Да, похоже, что сквозь запертые ставни слабо пробивались довольно интенсивные личики света. Но для этого надо было хотя бы открыть глаза. Значит, я ставни просто и не открывал вчера, когда завалился спать с дороги. Да, уж, иностранцу трудно объяснить необходимость наличия ставен…
– Валёк! Я не знаю, что там на дворе. Ты уж извини, – я, кажется, начинал приходить в себя ото сна. – Я…
– Да понял я, понял, что ты спал еще. И что устал, и что… Словом, ты проснулся уже? Просыпайся, Волчара ленивый! Хватит спать!
– Да, кажется, проснулся. Передавай мои поздравления Авроре. Когда можно вас по вашим законам навестить и дитя посмотреть? А то я как-то не удосужился такие мелочи узнать, что там по вашим поверьям и брачным законам положено.
– Да приезжай хоть сегодня!…
– Не, я сегодня умываться не хочу, поэтому сегодня не приеду, – уже сознательно пошутил я. И выслушал очередную порцию хохота. Конечно, если я прямо сейчас выйду из дома, то это не факт, что я доеду хотя бы за 2-3 суток. Никто же еще не просчитывал ни попутный транспорт, ни транспортные потоки и перекрестное время отправления. И наличие свободных билетов… Ладно, разберемся. Если понадобится, я и на хвосте или фюзеляже долечу. Шутка…
– Толик. Словом, как только со своими «горячими» делами развяжешься, приезжай. Мы с женой будем тебе очень рады.

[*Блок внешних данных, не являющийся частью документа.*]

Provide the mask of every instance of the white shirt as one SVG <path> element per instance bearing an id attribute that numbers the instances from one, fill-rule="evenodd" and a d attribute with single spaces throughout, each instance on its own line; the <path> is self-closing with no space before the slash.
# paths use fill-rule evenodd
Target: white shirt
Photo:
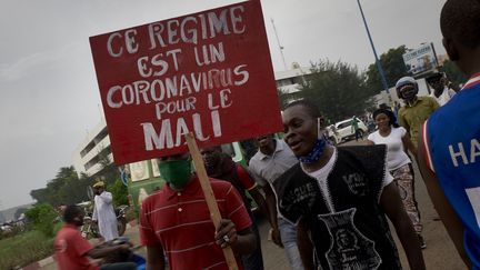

– И чего это я в тебя такой влюбленный? – сказал я в трубку перед окончанием разговора, чем вызвал очередной приступ смеха с той стороны. Он же не знает нашего любимого киношного героя Попандопуло. Да, понятно, ему теперь можно и палец показать, – и он будет смеяться.
Были такие случаи в моей жизни, особенно в детстве. «Смех без причины, – признак дурачины. Ты ему хоть палец покажи, и он будет смеяться», – эту фразу нам с братом родители сказали давно, и запомнили мы ее надолго. Особенно когда мы с братом от чего-нибудь начинали много и долго смеяться. Часто вместе с родителями. Потом мама и папа уже переставали смеяться, а мы, дети, продолжали. Папа и мама, глядя на нас, опять начинали смеяться. И если мы в тот момент ослабляли смех, то мама или папа показывали нам просто указательный палец (в открытую или типа исподтишка), и наш с братом хохот возобновлялся.
Я его вполне понимаю. Они с Авророй всегда ждали и надеялись, что у них будет ребенок. Много прошло времени после свадьбы, а беременности всё не было и не было. Они всем говорили что-то о тяжелой политической и экономической ситуации, о частых переездах и что-то еще. Только я знал, что у них просто не получалось, – не удавалось Авроре забеременеть. Что этому была за причина, – не помню уже. Толи воспаление, толи что-то еще. И лечилась, и к ведуньям ходила, экстрасенсам. Такого добра хватает в любой стране.
А вот потом как-то моментально притихли эти разговоры, перестала Аврора плакаться на эту тему, и как-то грусть ее вселенская перестала быть заметна на личике. Отнекивалась и смущалась на комплименты, – типа «похорошела»… Если бы мы чаще виделись живьем, то мог бы и увидеть ее беременность, – и тогда ранняя (хм, ранняя, за полдень перевалило!) побудка мне была бы понятнее, чем вот так. Да и Валек последние месяцы не звал меня уже так активно в гости для обмывания то его новой машины, то еще какой-то мелочи, типа охоты. Я только теперь, рассуждая, лежа в кровати, стал вспоминать свои незамеченные прошлые ощущения. Ну да ладно, я рад за ребят, они этого очень-очень хотели. Дай им Бог здоровья и счастья.
2001.
Дочку они назвали Кристиной. Наверно не стоит говорить о том, что на крестинах они представили меня как самого дорогого гостя, а я и не предполагал, выезжая к ним на празднование рождения дочери, что они назначат меня крестным папой. Ну, да, ну, да. Они вручили мне малышку и сказали, чтобы я придумал ей имя, а я пошутил: «Это что же, крестины?» – «Аврора! – радостно завопил Валентин, – Кристина! Он назвал ее Кристиной!»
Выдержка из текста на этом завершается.